Regulation of pituitary hormones and cell proliferation by components of the extracellular matrix

The extracellular matrix is a three-dimensional network of proteins, glycosaminoglycans and other macromolecules. It has a structural support function as well as a role in cell adhesion, migration, proliferation, differentiation, and survival. The extracellular matrix conveys signals through membrane receptors called integrins and plays an important role in pituitary physiology and tumorigenesis. There is a differential expression of extracellular matrix components and integrins during the pituitary development in the embryo and during tumorigenesis in the adult. Different extracellular matrix components regulate adrenocorticotropin at the level of the proopiomelanocortin gene transcription. The extracellular matrix also controls the proliferation of adrenocorticotropin-secreting tumor cells. On the other hand, laminin regulates the production of prolactin. Laminin has a dynamic pattern of expression during prolactinoma development with lower levels in the early pituitary hyperplasia and a strong reduction in fully grown prolactinomas. Therefore, the expression of extracellular matrix components plays a role in pituitary tumorigenesis. On the other hand, the remodeling of the extracellular matrix affects pituitary cell proliferation. Matrix metalloproteinase activity is very high in all types of human pituitary adenomas. Matrix metalloproteinase secreted by pituitary cells can release growth factors from the extracellular matrix that, in turn, control pituitary cell proliferation and hormone secretion. In summary, the differential expression of extracellular matrix components, integrins and matrix metalloproteinase contributes to the control of pituitary hormone production and cell proliferation during tumorigenesis.

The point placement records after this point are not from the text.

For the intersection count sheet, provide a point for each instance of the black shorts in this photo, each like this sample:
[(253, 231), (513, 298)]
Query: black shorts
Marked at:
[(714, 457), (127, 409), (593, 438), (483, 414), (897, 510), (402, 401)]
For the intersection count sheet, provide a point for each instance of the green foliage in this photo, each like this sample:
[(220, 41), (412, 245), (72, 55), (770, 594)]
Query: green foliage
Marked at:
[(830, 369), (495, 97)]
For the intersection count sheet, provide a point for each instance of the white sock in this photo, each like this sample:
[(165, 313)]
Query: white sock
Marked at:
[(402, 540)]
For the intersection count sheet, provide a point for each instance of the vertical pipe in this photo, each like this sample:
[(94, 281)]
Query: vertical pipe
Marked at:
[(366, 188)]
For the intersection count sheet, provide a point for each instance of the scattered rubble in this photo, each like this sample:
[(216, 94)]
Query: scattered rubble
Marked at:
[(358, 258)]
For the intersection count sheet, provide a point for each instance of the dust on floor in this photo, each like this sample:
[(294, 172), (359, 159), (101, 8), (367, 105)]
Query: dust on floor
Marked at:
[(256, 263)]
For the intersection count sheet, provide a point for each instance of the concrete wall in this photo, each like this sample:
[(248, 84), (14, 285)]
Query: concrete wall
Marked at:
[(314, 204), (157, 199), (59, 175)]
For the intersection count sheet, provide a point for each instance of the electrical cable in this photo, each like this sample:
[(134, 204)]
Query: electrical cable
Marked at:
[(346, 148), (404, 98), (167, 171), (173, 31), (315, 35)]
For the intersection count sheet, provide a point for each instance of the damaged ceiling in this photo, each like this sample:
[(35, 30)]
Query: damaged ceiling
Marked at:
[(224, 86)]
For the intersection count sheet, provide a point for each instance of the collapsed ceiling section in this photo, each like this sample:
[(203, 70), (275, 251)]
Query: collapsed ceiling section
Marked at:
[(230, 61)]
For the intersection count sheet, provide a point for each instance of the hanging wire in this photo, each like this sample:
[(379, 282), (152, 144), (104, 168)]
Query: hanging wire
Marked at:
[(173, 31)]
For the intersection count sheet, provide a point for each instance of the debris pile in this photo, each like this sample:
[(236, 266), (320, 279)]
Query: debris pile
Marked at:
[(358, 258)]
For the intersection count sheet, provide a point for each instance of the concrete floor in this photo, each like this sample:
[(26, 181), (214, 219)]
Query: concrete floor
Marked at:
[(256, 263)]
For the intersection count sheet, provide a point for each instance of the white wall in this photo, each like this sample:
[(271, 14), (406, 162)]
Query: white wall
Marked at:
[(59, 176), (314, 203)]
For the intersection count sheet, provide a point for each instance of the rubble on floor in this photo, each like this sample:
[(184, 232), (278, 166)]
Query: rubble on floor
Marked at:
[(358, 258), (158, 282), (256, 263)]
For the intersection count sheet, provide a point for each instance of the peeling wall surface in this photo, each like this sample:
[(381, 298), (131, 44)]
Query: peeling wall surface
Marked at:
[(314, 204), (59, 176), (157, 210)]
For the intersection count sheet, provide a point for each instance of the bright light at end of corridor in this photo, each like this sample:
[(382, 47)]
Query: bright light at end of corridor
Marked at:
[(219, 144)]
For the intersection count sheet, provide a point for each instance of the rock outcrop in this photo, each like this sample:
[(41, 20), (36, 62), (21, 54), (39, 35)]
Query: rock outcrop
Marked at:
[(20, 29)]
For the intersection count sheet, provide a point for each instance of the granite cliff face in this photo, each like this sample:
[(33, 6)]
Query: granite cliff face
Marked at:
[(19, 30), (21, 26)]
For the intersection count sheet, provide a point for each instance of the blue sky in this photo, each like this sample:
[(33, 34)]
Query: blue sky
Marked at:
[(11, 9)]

A connection between extracellular matrix and hormonal signals during the development of the human fetal adrenal gland

The human adrenal cortex, involved in adaptive responses to stress, body homeostasis and secondary sexual characters, emerges from a tightly regulated development of a zone-specific secretion pattern during fetal life. Its development during fetal life is critical for the well being of pregnancy, the initiation of delivery, and even for an adequate adaptation to extra-uterine life. As early as from the sixth week of pregnancy, the fetal adrenal gland is characterized by a highly proliferative zone at the periphery, a concentric migration accompanied by cell differentiation (cortisol secretion) and apoptosis in the central androgen-secreting fetal zone. After birth, a strong reorganization occurs in the adrenal gland so that it better fulfills the newborn's needs, with aldosterone production in the external zona glomerulosa, cortisol secretion in the zona fasciculata and androgens in the central zona reticularis. In addition to the major hormonal stimuli provided by angiotensin II and adrenocorticotropin, we have tested for some years the hypotheses that such plasticity may be under the control of the extracellular matrix. A growing number of data have been harvested during the last years, in particular about extracellular matrix expression and its putative role in the development of the human adrenal cortex. Laminin, collagen and fibronectin have been shown to play important roles not only in the plasticity of the adrenal cortex, but also in cell responsiveness to hormones, thus clarifying some of the unexplained observations that used to feed controversies.